I would not rely on the calculation of EOI system as it is not such an intelligent piece of software to recognize experience at the right level of skill and relevancy. i think it is one's responsibility to enter the system his (valid) full experience.


----------



## msen (Apr 9, 2013)

abakik said:


> Thanks a lot for your reply Maz25!
> 
> I hope it is a typo? but I'm worried about the fact that 'April 2013' is the same date as my phd graduation... so it may not be a typo.
> 
> Do you think I should ask ACS to recognise my Masters degree as well in order to claim my work experience after the graduation of masters degree? I will not claim points for my 3 year of experience prior to my master graduation (though I have a bachelor degree in a non-IT related major as of 2001).


Hi Abakik,

I also got the similar confusion. I have raised my concern and awaiting reply. Do you have any update for your issue? What does ACS says?

Thanks,
msen


----------



## Thepan (Oct 21, 2013)

josephjt said:


> Yes, makes sense. Just too nervous and don't want to lose out on money :-( .
> 
> Thanks Harish!



Hi Joseph, 

I saw that you have got grant, so how this ACS experience letter effected your points claim ? Did DIAC also fllowed the ACS letter or they have calculated your experience based on the references provided to them ?


Thanks , 
Thepan


----------



## javapatel (Aug 4, 2014)

*ACS Received*

I have received ACS result, today and found they have not accessed one of the my Experience, because i forgot to include StatutaryDeclaration along with my applicaiton, while submission.

here is my ACS result:

The following employment after April 2012 is considered to equate to work at an appropriately skilled

level and relevant to 261311 (Analyst Programmer) of the ANZSCO Code.

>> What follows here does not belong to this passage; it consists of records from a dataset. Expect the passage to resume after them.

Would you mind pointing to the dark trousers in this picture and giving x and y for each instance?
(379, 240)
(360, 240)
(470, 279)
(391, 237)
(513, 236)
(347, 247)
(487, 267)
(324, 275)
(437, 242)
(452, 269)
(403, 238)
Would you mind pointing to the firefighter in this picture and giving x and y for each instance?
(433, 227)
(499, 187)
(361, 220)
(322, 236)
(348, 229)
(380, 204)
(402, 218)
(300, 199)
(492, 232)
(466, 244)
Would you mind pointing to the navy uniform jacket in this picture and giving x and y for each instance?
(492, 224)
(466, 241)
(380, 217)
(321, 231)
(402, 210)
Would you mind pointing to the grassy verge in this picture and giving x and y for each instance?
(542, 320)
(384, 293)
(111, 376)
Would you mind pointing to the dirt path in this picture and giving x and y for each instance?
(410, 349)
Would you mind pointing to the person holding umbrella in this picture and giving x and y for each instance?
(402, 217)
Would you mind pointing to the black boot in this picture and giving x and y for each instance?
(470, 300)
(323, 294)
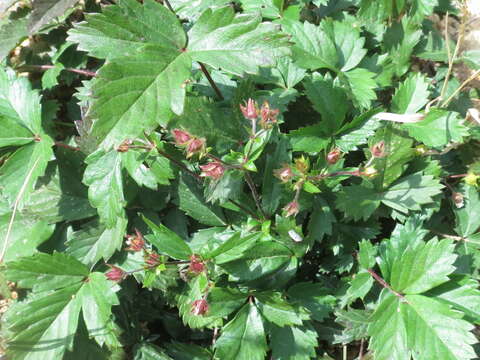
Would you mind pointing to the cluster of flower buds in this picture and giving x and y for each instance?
(192, 144)
(213, 170)
(196, 265)
(333, 156)
(378, 150)
(199, 307)
(135, 242)
(267, 115)
(115, 274)
(285, 173)
(472, 179)
(292, 208)
(152, 259)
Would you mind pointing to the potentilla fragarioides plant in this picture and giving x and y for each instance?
(241, 180)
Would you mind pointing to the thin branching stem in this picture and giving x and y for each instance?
(382, 282)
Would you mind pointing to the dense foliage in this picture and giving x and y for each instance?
(238, 180)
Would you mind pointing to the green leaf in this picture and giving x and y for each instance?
(314, 297)
(236, 44)
(25, 235)
(356, 133)
(366, 254)
(103, 176)
(243, 338)
(56, 327)
(361, 85)
(293, 342)
(95, 241)
(388, 330)
(262, 259)
(406, 194)
(191, 201)
(462, 294)
(333, 45)
(411, 96)
(278, 311)
(438, 128)
(422, 267)
(468, 217)
(42, 272)
(327, 99)
(20, 172)
(439, 325)
(62, 198)
(10, 35)
(409, 192)
(167, 242)
(163, 64)
(398, 151)
(45, 11)
(97, 298)
(51, 317)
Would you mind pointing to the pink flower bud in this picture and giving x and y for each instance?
(285, 173)
(115, 274)
(152, 259)
(458, 200)
(135, 242)
(333, 156)
(194, 146)
(249, 111)
(378, 150)
(199, 307)
(213, 170)
(181, 137)
(269, 116)
(196, 265)
(292, 208)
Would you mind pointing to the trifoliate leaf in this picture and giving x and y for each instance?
(445, 334)
(191, 201)
(237, 44)
(361, 85)
(327, 99)
(462, 294)
(42, 272)
(20, 172)
(243, 337)
(314, 297)
(262, 259)
(293, 342)
(468, 216)
(45, 11)
(103, 176)
(28, 333)
(333, 45)
(388, 330)
(438, 128)
(10, 35)
(411, 96)
(422, 266)
(167, 242)
(278, 311)
(25, 234)
(95, 241)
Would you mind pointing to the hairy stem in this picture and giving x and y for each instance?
(253, 189)
(384, 284)
(210, 80)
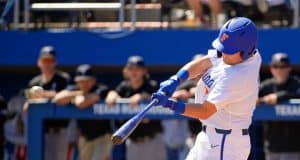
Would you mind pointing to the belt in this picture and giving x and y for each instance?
(224, 131)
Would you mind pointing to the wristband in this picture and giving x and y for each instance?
(177, 107)
(182, 75)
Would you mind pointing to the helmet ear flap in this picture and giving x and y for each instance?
(219, 54)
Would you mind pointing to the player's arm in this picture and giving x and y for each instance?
(188, 71)
(195, 110)
(66, 96)
(112, 97)
(197, 66)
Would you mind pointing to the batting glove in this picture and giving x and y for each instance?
(178, 107)
(169, 86)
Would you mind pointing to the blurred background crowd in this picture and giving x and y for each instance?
(37, 14)
(85, 85)
(153, 139)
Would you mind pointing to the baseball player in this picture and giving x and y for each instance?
(225, 95)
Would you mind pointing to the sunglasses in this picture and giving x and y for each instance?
(280, 66)
(47, 60)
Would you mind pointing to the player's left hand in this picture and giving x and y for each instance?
(163, 100)
(161, 97)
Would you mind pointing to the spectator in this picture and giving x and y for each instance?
(282, 138)
(52, 81)
(146, 141)
(217, 16)
(15, 128)
(94, 141)
(277, 13)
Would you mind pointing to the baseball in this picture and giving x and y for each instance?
(36, 89)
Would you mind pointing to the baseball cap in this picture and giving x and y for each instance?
(280, 59)
(47, 51)
(84, 72)
(137, 61)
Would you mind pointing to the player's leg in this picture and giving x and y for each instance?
(200, 148)
(237, 146)
(85, 148)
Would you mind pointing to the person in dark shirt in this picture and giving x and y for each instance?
(51, 81)
(281, 138)
(94, 140)
(146, 141)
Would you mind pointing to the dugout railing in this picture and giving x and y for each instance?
(38, 112)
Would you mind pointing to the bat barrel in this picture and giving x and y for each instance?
(126, 129)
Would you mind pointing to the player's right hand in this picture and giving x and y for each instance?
(169, 86)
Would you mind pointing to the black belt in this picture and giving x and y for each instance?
(224, 131)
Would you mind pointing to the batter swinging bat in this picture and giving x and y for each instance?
(126, 129)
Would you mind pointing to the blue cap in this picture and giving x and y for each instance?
(237, 35)
(136, 61)
(84, 72)
(47, 51)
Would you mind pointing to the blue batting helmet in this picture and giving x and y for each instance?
(237, 35)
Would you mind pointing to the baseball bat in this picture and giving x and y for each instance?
(127, 128)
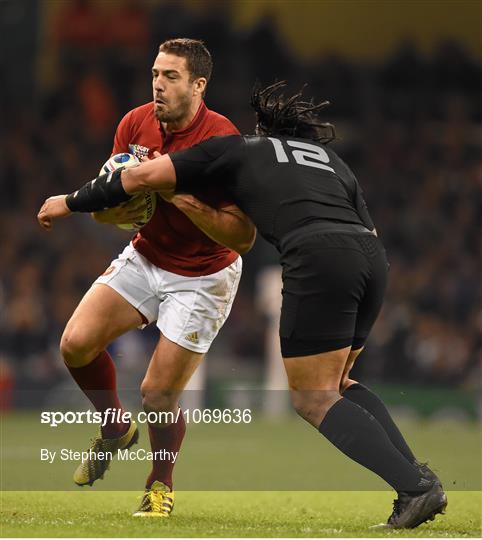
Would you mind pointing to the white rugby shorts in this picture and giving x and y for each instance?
(189, 310)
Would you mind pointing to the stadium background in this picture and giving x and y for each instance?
(404, 79)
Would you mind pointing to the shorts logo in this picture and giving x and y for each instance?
(192, 337)
(138, 150)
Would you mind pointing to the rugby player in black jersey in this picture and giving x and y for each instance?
(305, 201)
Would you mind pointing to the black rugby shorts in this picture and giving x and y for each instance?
(333, 289)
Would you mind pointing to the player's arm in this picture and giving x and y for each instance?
(228, 226)
(111, 190)
(133, 210)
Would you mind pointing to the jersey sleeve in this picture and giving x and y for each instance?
(204, 164)
(121, 137)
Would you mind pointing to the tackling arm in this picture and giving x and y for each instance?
(228, 226)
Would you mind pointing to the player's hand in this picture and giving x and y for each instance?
(53, 208)
(128, 212)
(155, 155)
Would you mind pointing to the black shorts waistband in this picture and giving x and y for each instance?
(319, 227)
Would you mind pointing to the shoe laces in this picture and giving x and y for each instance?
(398, 505)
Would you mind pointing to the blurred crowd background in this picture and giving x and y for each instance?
(409, 119)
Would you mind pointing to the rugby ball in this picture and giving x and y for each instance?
(150, 200)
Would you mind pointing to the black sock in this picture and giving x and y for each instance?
(369, 401)
(359, 435)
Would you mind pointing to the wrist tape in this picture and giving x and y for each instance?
(105, 191)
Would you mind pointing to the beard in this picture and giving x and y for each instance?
(170, 114)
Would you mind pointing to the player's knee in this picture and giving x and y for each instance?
(159, 401)
(76, 349)
(312, 406)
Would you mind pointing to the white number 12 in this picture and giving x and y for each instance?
(305, 154)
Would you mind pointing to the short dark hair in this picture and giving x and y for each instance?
(278, 115)
(198, 58)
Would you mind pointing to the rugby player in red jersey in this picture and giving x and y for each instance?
(181, 270)
(308, 204)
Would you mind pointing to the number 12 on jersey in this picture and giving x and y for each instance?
(303, 153)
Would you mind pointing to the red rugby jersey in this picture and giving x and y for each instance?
(170, 240)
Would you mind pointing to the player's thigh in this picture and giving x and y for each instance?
(323, 283)
(170, 368)
(194, 309)
(345, 380)
(120, 299)
(101, 316)
(372, 301)
(321, 371)
(314, 382)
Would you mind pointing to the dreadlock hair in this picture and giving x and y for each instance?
(278, 115)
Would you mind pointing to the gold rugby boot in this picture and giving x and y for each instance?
(156, 502)
(91, 469)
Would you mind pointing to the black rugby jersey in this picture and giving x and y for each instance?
(281, 183)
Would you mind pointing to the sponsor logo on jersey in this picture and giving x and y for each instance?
(193, 337)
(138, 150)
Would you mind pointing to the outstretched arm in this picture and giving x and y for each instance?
(110, 190)
(228, 226)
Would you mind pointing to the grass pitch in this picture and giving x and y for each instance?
(295, 472)
(226, 514)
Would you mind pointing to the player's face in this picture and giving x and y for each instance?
(172, 88)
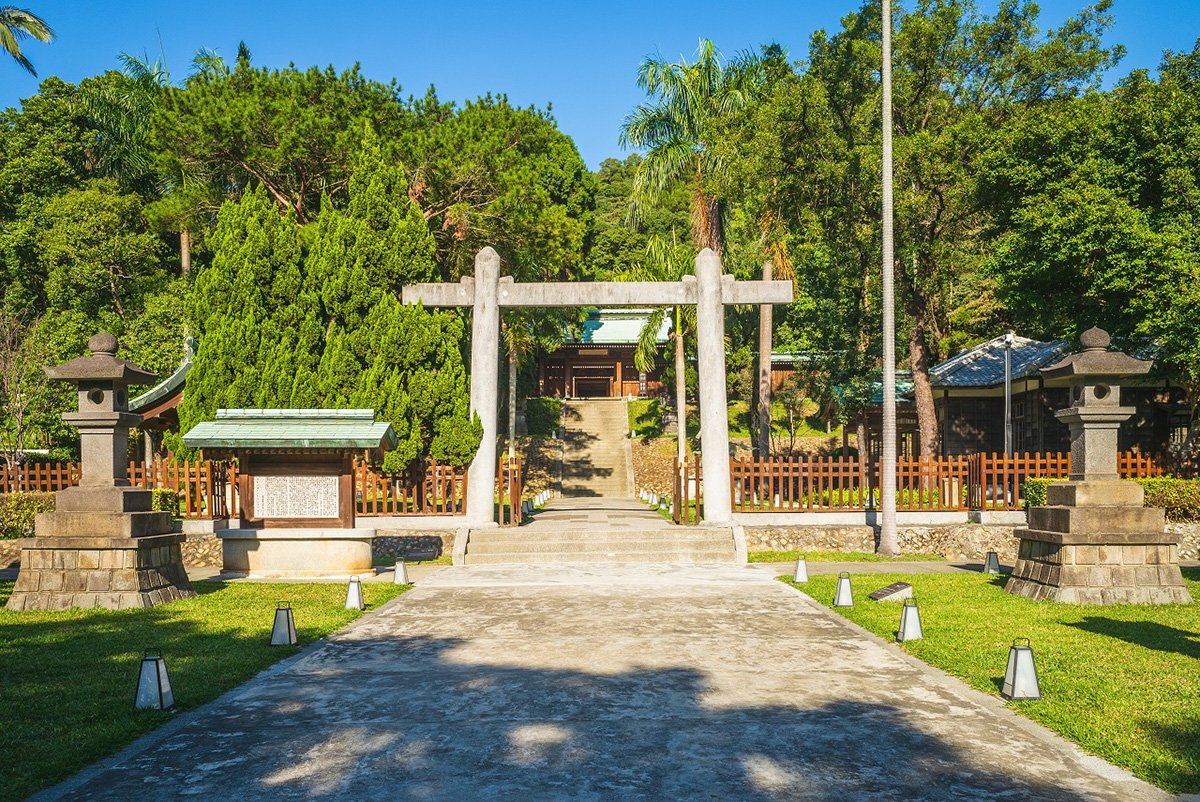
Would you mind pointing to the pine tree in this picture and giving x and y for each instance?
(239, 307)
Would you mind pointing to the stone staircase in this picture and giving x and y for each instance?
(592, 530)
(595, 449)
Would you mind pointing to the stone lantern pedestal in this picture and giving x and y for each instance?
(102, 546)
(1095, 542)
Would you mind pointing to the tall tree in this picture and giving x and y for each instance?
(889, 543)
(666, 261)
(676, 131)
(1097, 199)
(17, 24)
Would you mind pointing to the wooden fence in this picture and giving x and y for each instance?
(826, 484)
(204, 489)
(441, 490)
(509, 490)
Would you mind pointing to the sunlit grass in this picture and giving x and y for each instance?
(1121, 681)
(67, 677)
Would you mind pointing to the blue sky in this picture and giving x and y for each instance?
(581, 57)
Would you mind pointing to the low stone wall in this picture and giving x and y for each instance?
(202, 550)
(413, 545)
(10, 552)
(1189, 538)
(810, 538)
(957, 542)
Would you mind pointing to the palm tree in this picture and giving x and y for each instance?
(17, 24)
(690, 96)
(889, 543)
(121, 115)
(666, 262)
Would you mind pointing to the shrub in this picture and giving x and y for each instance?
(17, 512)
(544, 416)
(646, 417)
(1179, 497)
(165, 500)
(1035, 491)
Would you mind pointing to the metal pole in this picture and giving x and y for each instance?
(888, 540)
(1008, 393)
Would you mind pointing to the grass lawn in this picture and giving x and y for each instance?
(66, 694)
(1121, 681)
(837, 557)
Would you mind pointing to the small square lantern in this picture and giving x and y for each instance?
(283, 633)
(354, 594)
(154, 684)
(1021, 674)
(910, 622)
(844, 597)
(802, 570)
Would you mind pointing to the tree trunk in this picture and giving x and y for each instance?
(185, 251)
(922, 389)
(681, 393)
(918, 355)
(513, 402)
(706, 220)
(765, 347)
(889, 542)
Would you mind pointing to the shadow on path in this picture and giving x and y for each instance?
(408, 718)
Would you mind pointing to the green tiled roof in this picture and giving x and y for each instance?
(292, 429)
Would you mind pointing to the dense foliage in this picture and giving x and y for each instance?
(275, 214)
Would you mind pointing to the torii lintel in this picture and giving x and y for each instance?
(510, 293)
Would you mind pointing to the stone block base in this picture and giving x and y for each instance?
(295, 552)
(108, 573)
(1097, 573)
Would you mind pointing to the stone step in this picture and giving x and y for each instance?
(550, 557)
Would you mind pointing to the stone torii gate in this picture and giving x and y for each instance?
(486, 292)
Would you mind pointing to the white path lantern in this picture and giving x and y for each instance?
(154, 684)
(1021, 674)
(354, 594)
(283, 632)
(910, 622)
(802, 570)
(845, 594)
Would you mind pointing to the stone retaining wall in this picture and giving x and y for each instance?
(10, 554)
(202, 550)
(954, 542)
(1189, 538)
(413, 545)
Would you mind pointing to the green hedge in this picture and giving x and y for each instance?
(646, 418)
(17, 512)
(1179, 497)
(544, 416)
(165, 501)
(1035, 491)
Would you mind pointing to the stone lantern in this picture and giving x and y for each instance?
(1095, 542)
(102, 546)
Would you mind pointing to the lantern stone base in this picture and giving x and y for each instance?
(295, 551)
(113, 573)
(1081, 551)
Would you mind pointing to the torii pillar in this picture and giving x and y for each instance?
(709, 291)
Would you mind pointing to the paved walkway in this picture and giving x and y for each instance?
(587, 683)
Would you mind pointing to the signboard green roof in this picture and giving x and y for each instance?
(292, 429)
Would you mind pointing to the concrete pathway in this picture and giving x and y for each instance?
(588, 683)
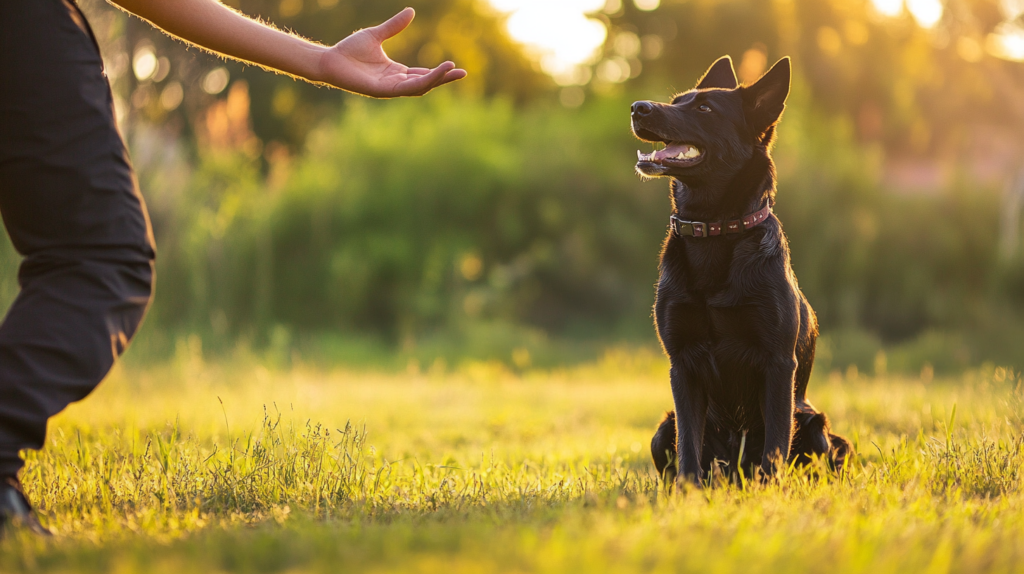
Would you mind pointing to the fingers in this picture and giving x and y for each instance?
(424, 83)
(392, 27)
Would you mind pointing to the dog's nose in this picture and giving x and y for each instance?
(642, 107)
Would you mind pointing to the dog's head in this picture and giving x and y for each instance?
(712, 130)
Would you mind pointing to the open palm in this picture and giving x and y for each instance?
(358, 63)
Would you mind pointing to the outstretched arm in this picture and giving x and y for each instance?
(357, 63)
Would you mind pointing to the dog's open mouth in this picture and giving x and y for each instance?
(674, 155)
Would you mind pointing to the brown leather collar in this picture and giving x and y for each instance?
(701, 229)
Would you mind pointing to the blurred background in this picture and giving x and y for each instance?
(500, 218)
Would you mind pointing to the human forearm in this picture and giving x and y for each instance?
(219, 29)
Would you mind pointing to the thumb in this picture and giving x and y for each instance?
(392, 27)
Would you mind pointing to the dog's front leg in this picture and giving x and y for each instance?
(777, 408)
(691, 414)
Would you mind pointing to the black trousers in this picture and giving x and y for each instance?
(72, 208)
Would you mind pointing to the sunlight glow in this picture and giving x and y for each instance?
(144, 63)
(891, 8)
(558, 33)
(1007, 42)
(927, 12)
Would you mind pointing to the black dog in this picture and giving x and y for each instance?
(811, 437)
(738, 332)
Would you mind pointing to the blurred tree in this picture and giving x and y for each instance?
(920, 90)
(162, 81)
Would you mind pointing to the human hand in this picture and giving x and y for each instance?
(358, 63)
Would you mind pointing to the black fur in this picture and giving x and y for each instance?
(738, 332)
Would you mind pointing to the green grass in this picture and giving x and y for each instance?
(229, 467)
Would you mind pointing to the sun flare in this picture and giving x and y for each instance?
(559, 34)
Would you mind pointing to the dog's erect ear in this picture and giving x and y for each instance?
(720, 75)
(765, 99)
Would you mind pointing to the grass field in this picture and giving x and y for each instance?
(230, 467)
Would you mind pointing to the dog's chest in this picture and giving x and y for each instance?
(705, 305)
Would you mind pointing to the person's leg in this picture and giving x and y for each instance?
(72, 208)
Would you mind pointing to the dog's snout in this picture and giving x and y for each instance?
(642, 107)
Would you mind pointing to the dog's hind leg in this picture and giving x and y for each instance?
(663, 447)
(806, 344)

Dates: 03/10 - 04/11 (1yrs 2mths)
Position: IT Consultant
Employer: IT People W.L.L
Country: BAHRAIN
Dates: 05/11 - 07/11 (0yrs 2mths)
Position: IT Consultant
Employer: ITPeople W.L.L
Country: INDIA
Dates: 08/11 - 05/16 (4yrs 9mths)
Position: Programmer Analyst


The following employment has been assessed as not suitable.
Dates: 04/07 - 03/10 (0yrs 0mths)
Position: Executive-Management
Detail INDIA

What should i do now,

Shall l submit new Application or i can ask them to consider missing document, and do verification again ?


----------



## Thepan (Oct 21, 2013)

Hi All, 

I too have claimed all the experiences when I have lodged my EOI, but the CO has reduced the experience based on the ACS letter, and they have rejected my application. 

If the ACS letter has mentioned, that "The following employment after April 2012 is considered to equate to work at an appropriately skilled", then they will consider only the experiences claimed after 2012, and they don't give points for before experiences. 

This is based on my experience, if anyone go through with all the experience here ? 

I have recently migrated to New Zealand, secured a job, and settling down in NZ. 

All the best guys...... !


----------